Member of Parliament for Jacques Cartier
- In office October 1935 – April 1939
- Preceded by: Georges-Philippe Laurin
- Succeeded by: Elphège Marier

Personal details
- Born: Joseph Léon Vital Mallette 16 September 1888 Pointe-Claire, Quebec
- Died: 17 April 1939 (aged 50) Montreal, Quebec
- Party: Liberal
- Spouse(s): Aline Demers m. 10 August 1915
- Profession: miller, secretary-treasurer

= Vital Mallette =

Canadian politician

Joseph-Léon-Vital Mallette (16 September 1888 – 17 April 1939) was a Liberal party member of the House of Commons of Canada.

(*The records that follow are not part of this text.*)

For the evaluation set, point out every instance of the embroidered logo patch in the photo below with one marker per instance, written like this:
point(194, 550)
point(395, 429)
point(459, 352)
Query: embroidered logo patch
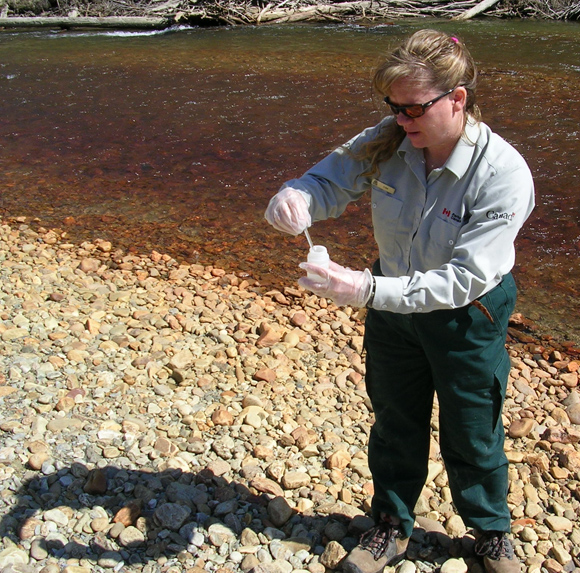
point(453, 216)
point(382, 186)
point(493, 215)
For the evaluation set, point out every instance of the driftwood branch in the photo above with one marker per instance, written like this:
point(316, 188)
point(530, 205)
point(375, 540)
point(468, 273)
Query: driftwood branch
point(476, 10)
point(159, 14)
point(117, 22)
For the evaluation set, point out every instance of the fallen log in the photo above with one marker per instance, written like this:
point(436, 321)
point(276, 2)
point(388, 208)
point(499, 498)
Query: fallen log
point(476, 10)
point(116, 22)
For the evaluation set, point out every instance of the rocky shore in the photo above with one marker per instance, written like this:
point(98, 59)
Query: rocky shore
point(161, 417)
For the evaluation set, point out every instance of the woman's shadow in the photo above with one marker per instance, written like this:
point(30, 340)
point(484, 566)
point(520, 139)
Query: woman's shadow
point(112, 515)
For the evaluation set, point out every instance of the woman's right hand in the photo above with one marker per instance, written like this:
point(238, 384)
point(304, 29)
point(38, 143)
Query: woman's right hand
point(288, 212)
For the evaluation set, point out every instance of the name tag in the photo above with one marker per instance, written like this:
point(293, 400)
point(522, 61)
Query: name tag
point(382, 186)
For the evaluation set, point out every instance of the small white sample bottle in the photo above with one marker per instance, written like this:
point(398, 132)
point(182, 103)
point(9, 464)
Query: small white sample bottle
point(318, 255)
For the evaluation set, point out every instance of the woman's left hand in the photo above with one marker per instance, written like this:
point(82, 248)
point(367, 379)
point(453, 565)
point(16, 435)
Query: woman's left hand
point(344, 286)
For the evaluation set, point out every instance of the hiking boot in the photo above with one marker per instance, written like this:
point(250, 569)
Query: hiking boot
point(497, 552)
point(381, 545)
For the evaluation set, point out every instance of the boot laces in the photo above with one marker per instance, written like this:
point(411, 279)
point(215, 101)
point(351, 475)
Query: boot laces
point(378, 538)
point(495, 545)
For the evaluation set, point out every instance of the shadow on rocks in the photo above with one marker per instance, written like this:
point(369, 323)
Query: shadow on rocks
point(115, 517)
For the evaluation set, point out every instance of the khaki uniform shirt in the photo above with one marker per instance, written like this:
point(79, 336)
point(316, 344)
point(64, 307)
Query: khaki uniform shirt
point(444, 239)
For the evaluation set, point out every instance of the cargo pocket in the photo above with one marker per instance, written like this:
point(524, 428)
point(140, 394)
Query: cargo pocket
point(501, 374)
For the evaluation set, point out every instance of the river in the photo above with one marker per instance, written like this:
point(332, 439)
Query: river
point(175, 141)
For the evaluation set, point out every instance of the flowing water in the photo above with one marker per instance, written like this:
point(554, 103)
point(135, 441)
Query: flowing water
point(175, 141)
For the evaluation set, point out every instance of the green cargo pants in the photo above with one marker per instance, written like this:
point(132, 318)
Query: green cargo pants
point(459, 354)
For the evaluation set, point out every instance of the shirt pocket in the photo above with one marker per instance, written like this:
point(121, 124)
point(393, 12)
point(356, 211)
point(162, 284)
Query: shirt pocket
point(442, 239)
point(386, 212)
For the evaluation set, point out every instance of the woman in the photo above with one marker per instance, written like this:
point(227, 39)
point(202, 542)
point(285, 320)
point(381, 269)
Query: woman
point(448, 198)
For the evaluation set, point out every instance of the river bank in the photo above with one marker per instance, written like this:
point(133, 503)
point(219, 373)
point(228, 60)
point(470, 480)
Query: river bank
point(163, 417)
point(159, 14)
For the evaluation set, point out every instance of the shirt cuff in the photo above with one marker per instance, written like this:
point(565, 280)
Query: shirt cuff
point(388, 294)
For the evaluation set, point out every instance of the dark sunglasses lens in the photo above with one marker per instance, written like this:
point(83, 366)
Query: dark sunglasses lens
point(414, 111)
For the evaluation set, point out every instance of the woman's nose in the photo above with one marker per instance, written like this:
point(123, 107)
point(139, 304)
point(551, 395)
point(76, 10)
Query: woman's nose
point(402, 119)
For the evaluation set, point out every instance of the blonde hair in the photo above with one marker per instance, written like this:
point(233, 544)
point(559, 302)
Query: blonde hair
point(432, 59)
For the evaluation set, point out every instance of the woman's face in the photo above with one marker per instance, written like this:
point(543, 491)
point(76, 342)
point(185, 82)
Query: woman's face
point(441, 126)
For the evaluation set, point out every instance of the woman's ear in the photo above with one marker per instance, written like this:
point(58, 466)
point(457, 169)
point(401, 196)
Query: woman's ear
point(459, 98)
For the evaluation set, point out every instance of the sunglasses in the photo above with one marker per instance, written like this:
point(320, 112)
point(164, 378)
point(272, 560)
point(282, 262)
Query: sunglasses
point(414, 110)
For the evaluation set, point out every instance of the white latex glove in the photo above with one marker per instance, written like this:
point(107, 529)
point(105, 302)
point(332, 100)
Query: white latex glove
point(288, 212)
point(344, 286)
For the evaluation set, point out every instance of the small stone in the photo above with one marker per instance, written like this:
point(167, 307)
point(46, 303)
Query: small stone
point(338, 460)
point(110, 559)
point(13, 556)
point(521, 428)
point(129, 514)
point(454, 566)
point(131, 537)
point(295, 480)
point(333, 555)
point(556, 523)
point(279, 511)
point(171, 516)
point(222, 417)
point(38, 549)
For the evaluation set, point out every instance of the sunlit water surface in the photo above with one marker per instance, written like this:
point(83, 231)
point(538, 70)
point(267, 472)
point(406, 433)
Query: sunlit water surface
point(175, 141)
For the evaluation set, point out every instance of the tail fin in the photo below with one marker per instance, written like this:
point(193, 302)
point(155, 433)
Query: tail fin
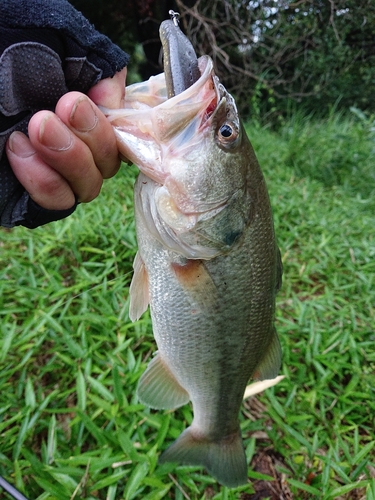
point(225, 460)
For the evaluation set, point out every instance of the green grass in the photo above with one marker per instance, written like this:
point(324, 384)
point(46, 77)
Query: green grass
point(70, 423)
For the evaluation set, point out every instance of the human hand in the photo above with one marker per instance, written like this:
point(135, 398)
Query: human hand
point(69, 152)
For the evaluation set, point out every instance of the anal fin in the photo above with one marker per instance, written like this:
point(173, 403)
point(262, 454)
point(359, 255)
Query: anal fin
point(269, 366)
point(139, 291)
point(158, 387)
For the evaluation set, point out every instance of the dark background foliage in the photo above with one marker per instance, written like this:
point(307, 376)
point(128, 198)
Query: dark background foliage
point(316, 53)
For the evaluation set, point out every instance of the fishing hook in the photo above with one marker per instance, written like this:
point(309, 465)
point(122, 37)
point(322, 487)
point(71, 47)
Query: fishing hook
point(174, 16)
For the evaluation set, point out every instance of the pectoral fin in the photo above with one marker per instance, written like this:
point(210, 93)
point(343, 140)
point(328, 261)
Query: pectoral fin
point(270, 364)
point(158, 387)
point(139, 293)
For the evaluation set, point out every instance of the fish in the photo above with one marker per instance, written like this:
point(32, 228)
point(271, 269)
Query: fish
point(208, 264)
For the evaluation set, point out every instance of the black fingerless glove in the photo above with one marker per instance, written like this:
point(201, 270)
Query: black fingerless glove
point(47, 48)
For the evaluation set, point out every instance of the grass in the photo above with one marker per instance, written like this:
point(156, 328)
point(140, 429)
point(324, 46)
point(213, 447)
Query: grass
point(70, 424)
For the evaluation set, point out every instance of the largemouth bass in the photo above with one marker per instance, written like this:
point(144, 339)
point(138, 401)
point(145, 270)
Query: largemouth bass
point(207, 264)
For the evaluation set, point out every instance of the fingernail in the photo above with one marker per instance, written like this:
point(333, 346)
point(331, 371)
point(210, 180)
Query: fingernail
point(54, 135)
point(83, 117)
point(20, 145)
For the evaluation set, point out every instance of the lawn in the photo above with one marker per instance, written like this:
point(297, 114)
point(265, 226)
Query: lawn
point(70, 423)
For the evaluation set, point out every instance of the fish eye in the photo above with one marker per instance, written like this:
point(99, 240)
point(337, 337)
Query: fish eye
point(228, 134)
point(226, 130)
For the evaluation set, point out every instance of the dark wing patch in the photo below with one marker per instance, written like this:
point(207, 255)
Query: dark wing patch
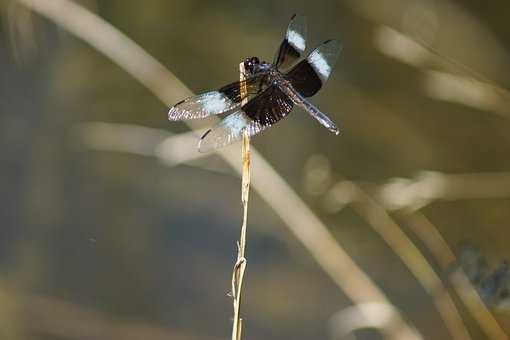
point(269, 107)
point(308, 76)
point(257, 115)
point(225, 99)
point(294, 44)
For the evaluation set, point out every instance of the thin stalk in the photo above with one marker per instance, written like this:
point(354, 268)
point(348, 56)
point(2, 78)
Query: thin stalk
point(240, 266)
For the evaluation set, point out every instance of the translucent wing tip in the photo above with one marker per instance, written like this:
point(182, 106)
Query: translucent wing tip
point(203, 145)
point(332, 46)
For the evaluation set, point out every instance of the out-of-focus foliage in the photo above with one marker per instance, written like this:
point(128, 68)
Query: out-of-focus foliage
point(134, 247)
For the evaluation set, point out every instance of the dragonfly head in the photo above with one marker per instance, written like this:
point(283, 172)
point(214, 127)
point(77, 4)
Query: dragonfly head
point(251, 65)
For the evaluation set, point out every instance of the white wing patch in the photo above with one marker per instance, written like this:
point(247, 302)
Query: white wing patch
point(320, 64)
point(296, 40)
point(228, 131)
point(201, 106)
point(215, 102)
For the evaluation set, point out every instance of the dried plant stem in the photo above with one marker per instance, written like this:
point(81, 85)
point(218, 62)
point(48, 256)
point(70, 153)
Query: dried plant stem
point(240, 266)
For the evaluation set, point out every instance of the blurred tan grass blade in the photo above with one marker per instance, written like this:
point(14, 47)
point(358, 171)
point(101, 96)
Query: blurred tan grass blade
point(240, 266)
point(392, 234)
point(431, 237)
point(299, 218)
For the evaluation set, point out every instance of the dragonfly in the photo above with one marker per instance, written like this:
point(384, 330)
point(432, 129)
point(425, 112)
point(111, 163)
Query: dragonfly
point(268, 92)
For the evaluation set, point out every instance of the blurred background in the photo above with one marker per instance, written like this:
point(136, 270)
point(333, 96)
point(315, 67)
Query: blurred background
point(108, 231)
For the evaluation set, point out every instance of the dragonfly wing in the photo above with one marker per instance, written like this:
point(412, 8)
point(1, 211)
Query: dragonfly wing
point(258, 114)
point(310, 74)
point(294, 44)
point(225, 99)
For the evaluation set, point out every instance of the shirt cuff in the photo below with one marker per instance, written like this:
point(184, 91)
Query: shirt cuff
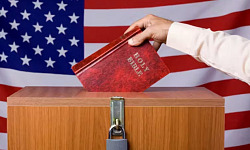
point(182, 36)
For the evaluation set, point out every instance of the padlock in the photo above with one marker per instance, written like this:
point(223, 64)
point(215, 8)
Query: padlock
point(116, 144)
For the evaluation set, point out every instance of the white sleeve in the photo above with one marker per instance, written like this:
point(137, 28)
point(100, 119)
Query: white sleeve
point(228, 53)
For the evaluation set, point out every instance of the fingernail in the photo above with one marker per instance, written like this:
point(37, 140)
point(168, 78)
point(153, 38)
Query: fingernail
point(130, 42)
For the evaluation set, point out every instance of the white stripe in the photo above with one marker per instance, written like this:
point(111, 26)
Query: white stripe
point(183, 12)
point(90, 48)
point(191, 78)
point(237, 137)
point(165, 51)
point(3, 109)
point(20, 79)
point(237, 103)
point(3, 141)
point(180, 79)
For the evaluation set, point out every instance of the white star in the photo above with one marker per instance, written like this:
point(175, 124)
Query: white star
point(50, 39)
point(38, 50)
point(37, 4)
point(25, 60)
point(73, 62)
point(25, 15)
point(3, 12)
point(38, 27)
point(3, 57)
point(13, 47)
point(62, 52)
point(14, 25)
point(3, 34)
point(74, 41)
point(13, 3)
point(49, 17)
point(62, 5)
point(50, 63)
point(73, 18)
point(26, 37)
point(61, 29)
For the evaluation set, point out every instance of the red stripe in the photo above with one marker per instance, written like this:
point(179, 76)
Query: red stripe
point(242, 147)
point(6, 91)
point(227, 22)
point(237, 120)
point(3, 125)
point(228, 87)
point(230, 21)
point(182, 63)
point(112, 4)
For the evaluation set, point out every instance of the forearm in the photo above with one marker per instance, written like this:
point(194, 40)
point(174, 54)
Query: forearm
point(228, 53)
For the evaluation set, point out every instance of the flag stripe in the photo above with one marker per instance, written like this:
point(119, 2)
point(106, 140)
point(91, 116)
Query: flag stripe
point(237, 103)
point(242, 147)
point(182, 63)
point(181, 79)
point(237, 120)
point(6, 91)
point(3, 125)
point(113, 4)
point(3, 141)
point(210, 9)
point(164, 51)
point(3, 109)
point(22, 78)
point(237, 19)
point(237, 137)
point(192, 78)
point(228, 87)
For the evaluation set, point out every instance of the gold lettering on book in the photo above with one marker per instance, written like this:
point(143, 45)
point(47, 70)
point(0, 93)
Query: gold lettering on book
point(138, 64)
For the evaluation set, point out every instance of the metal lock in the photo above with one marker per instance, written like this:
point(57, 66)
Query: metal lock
point(116, 144)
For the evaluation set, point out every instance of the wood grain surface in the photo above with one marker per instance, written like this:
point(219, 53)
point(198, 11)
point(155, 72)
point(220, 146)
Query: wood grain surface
point(63, 125)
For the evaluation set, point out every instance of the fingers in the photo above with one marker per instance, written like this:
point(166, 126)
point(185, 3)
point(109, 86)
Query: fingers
point(156, 45)
point(139, 23)
point(141, 37)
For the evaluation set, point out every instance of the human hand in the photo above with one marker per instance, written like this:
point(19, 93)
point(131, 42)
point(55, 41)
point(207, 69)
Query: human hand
point(156, 28)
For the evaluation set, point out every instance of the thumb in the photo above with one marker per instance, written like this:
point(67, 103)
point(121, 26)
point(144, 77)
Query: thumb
point(140, 38)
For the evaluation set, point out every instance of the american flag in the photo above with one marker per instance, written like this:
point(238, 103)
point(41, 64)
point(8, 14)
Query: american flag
point(41, 39)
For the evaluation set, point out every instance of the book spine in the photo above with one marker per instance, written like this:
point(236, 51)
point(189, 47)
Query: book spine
point(104, 51)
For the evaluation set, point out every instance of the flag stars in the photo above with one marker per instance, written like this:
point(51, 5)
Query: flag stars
point(3, 12)
point(3, 34)
point(49, 17)
point(38, 27)
point(25, 15)
point(14, 25)
point(73, 18)
point(50, 63)
point(74, 41)
point(50, 39)
point(73, 62)
point(37, 4)
point(13, 3)
point(14, 47)
point(38, 50)
point(61, 29)
point(26, 60)
point(62, 6)
point(3, 57)
point(62, 52)
point(26, 37)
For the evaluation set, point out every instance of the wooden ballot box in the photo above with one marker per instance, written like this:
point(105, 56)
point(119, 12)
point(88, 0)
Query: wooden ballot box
point(69, 118)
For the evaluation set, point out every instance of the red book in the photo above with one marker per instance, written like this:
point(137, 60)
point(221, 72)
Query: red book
point(119, 67)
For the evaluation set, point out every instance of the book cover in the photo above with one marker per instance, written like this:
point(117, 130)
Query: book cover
point(119, 67)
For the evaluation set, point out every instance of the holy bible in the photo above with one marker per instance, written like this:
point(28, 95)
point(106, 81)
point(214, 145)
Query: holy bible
point(119, 67)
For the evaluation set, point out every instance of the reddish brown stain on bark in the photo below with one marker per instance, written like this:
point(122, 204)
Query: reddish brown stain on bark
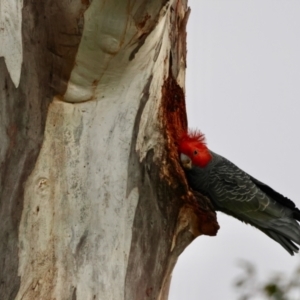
point(174, 119)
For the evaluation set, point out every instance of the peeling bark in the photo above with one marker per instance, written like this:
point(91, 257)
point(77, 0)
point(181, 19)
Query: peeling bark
point(94, 203)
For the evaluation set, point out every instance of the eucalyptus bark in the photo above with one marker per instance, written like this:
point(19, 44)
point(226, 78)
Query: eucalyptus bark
point(93, 201)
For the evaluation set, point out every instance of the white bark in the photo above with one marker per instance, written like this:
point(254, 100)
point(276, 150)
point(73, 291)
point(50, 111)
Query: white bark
point(105, 210)
point(75, 232)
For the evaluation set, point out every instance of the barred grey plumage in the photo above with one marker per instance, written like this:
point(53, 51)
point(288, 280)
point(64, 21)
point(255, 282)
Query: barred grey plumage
point(238, 194)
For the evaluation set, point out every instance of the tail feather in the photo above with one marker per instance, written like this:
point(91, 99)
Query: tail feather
point(287, 244)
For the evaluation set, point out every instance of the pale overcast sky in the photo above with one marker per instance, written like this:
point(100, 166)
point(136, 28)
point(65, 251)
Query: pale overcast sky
point(243, 92)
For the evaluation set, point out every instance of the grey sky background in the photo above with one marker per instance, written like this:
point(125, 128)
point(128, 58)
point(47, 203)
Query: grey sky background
point(243, 92)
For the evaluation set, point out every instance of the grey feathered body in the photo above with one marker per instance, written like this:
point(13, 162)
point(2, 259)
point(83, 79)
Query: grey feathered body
point(236, 193)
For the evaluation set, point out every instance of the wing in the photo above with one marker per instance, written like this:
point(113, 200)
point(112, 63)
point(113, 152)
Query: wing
point(236, 193)
point(277, 197)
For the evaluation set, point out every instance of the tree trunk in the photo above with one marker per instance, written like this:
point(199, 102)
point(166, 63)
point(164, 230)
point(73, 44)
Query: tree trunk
point(94, 203)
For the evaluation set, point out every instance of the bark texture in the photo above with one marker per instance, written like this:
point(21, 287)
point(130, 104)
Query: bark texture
point(94, 203)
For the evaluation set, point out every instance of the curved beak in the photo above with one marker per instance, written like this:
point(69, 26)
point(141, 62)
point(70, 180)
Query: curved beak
point(185, 161)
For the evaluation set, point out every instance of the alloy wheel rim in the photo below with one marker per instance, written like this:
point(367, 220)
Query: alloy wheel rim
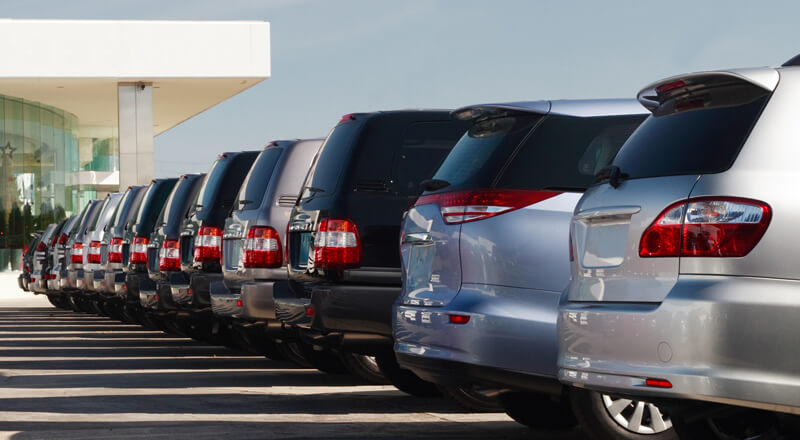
point(636, 416)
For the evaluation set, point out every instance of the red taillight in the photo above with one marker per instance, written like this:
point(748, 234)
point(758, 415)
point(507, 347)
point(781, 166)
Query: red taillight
point(469, 206)
point(459, 319)
point(93, 255)
point(337, 245)
point(208, 244)
point(115, 250)
point(706, 227)
point(77, 253)
point(169, 256)
point(139, 250)
point(262, 248)
point(658, 383)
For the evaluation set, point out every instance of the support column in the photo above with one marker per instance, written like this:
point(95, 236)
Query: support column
point(135, 104)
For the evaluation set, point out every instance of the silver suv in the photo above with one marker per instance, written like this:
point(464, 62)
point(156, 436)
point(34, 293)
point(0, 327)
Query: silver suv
point(485, 261)
point(685, 281)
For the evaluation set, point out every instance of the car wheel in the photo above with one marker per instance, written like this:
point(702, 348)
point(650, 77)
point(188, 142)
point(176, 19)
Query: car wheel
point(364, 367)
point(739, 423)
point(404, 380)
point(322, 360)
point(607, 417)
point(292, 353)
point(473, 397)
point(538, 411)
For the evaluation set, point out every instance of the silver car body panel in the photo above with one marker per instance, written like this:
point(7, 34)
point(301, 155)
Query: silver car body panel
point(719, 329)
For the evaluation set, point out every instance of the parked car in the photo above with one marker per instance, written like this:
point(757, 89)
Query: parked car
point(56, 255)
point(483, 265)
point(201, 240)
point(93, 272)
point(684, 282)
point(254, 237)
point(136, 276)
point(77, 247)
point(24, 279)
point(163, 250)
point(117, 241)
point(41, 261)
point(344, 266)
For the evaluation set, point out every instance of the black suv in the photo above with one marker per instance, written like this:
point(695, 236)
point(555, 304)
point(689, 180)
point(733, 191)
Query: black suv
point(201, 237)
point(136, 276)
point(344, 232)
point(163, 255)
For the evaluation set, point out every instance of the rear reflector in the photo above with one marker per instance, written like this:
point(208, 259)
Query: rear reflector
point(706, 227)
point(139, 250)
point(337, 244)
point(93, 254)
point(459, 319)
point(77, 253)
point(262, 248)
point(169, 256)
point(208, 244)
point(469, 206)
point(658, 383)
point(115, 250)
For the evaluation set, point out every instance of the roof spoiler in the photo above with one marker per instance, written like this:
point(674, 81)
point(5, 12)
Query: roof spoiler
point(479, 111)
point(654, 94)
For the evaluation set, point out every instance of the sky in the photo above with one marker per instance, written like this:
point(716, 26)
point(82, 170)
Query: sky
point(330, 58)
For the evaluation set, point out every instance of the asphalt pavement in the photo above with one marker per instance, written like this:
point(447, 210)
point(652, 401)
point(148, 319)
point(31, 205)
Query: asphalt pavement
point(67, 375)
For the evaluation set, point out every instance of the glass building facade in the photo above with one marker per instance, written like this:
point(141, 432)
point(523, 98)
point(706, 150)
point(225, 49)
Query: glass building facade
point(44, 164)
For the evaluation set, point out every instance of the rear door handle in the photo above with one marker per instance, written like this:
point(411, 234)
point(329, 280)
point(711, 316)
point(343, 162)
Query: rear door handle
point(417, 237)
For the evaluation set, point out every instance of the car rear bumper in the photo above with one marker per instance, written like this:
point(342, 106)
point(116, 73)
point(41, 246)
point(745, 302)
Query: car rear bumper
point(510, 329)
point(255, 301)
point(714, 338)
point(353, 308)
point(115, 282)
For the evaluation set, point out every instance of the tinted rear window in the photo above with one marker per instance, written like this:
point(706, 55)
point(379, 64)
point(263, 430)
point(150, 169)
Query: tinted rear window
point(528, 151)
point(257, 179)
point(565, 153)
point(423, 148)
point(703, 140)
point(480, 153)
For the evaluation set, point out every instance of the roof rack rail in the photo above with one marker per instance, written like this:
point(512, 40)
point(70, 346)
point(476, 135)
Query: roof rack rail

He was born in Pointe-Claire, Quebec and became a miller and secretary-treasurer.

Mallette was mayor of Pointe-Claire, Quebec from 1923 to 1927, after terms as a community alderman from 1915 to 1917 and from 1922 to 1923.

He was elected to Parliament at the Jacques Cartier riding in the 1935 general election. In 1937, Mallette spoke in the House of Commons of the representative politics that followed the Lower Canada Rebellion a century earlier, in which his grandfather was a Patriote. His speech carried an implied charge that Prime Minister William Lyon Mackenzie King had ignored the centennial of the rebellion.

Before he was able to complete his first term, the 18th Canadian Parliament, Mallette died on 17 April 1939 after he collapsed while crossing a Montreal street.